Guerilla Health Care - 1

(Potshotting the health care system)

If there’s something in this world I know something about, worry about the Obama administration getting right and feel compelled to opine about, it’s health care—both medical care services (narrow) and the people’s health (broad).  Hence a new category of posts: Guerilla Health Care.   — Angus, 3/6/09.

I got a glimpse of the real problem as I rode the elevator to my twelfth floor office.  As Director of Planning for the Los Angeles County Health Planning Council, my job was to create a fact-based plan that identified medical care resource needs for the county’s seven plus million residents five years in the future.  How many doctors of what kind would we need?  How many emergency rooms?  Where should they be located?

I shared the elevator that day with two women—middle-aged, affluent suburbanites—oblivious of my presence.  One or both had come downtown to visit her physician.  I stood quietly watching the floors go by as I eavesdropped on their conversation.

“Mabel,” one woman asserted, “I told my doctor if he didn’t get me a CAT scan for my headaches, I was going to sue his ass off.”

The other woman applauded her pluck.

It happens I’d been pondering, for days if not weeks, why LA County, with seven million residents, should have sixty-three CT scanners, while Great Britain, where the contraption had been invented and with roughly eight times the population, had only three.

Now I knew why.

The real problem was the pseudo-quasi-free market model of the health care system envisioned by the system’s decision-makers, because of which every hospital that can remotely justify it gets the latest medical imaging devices.  (Five years later I’d meet a lawyer whose radiologist wife actually had a scanner in a trailer she pulled around the county doing curbside tomography.  Hey, driving downtown is such a drag.)

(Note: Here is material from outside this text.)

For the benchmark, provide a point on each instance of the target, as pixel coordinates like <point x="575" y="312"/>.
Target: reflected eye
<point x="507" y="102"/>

You have consumer demand, you have a payment system that permits payment-for “usual and customary” diagnosis and treatment-for pretty much whatever the consumer demands and the doctor okays.  You have a public who fervently believes in the health care system’s ability to ward off death, cure ills that a hundred years ago would have put you in your grave, make up for unhealthy lifestyle choices, and alleviate pain and the fear of pain.  -Or else.

Oh, and give us Cadillac health care at Chevrolet prices—without government meddling (except for approving drugs, licensing health care providers, funding most biomedical research, keeping the environment healthy and footing the bill when we get old, disabled, or indigent).

So why not, you ask?

Because, if we make sure every citizen has access to Cadillac health care, someone’s got to pick up the part of the bill that you or I can’t personally afford.  There simply is no cut-rate health care.  If a CAT scan for Mabel’s friend becomes “usual and customary,” you’re not going to get your headache treated without a CAT scan first.  Your doctor’s already paying more for his malpractice insurance than he is for his mortgage.  He definitely doesn’t want to risk your suing his ass off.

Hence the cry for “health care reform,” as if this will suddenly make everything better.  Health care reform, alas, is a shibboleth that has a righteous ring but a devilish price tag.

In the coming year I plan to explore what’s possible and what’s not in bringing effective health care services to the people, and what effect universal heath care will have on the people’s health.

Update: Coincidentally, the New York TIMES recently published an article (”Good or Useless, Medical Scans Cost the Same,” by Gina Kolata, NYT, 3/1/09) in which the author asserts, quoting a GAO study and radiologists on the staff of medical schools around the country, that perhaps half of all medical imaging procedures are useless, even though private and government insurers foot the bill for these.  It seems some scanners are past their prime, or some persons interpreting their images aren’t competent.  And the motive, in both cases, is economic.  She states that 95 million scans are done each year, costing $100 billion, of which Medicare pays $14 billion.  There are no standards for judging the appropriateness of most scanning procedures.

I’ll address some of the issues raised in this article in subsequent posts.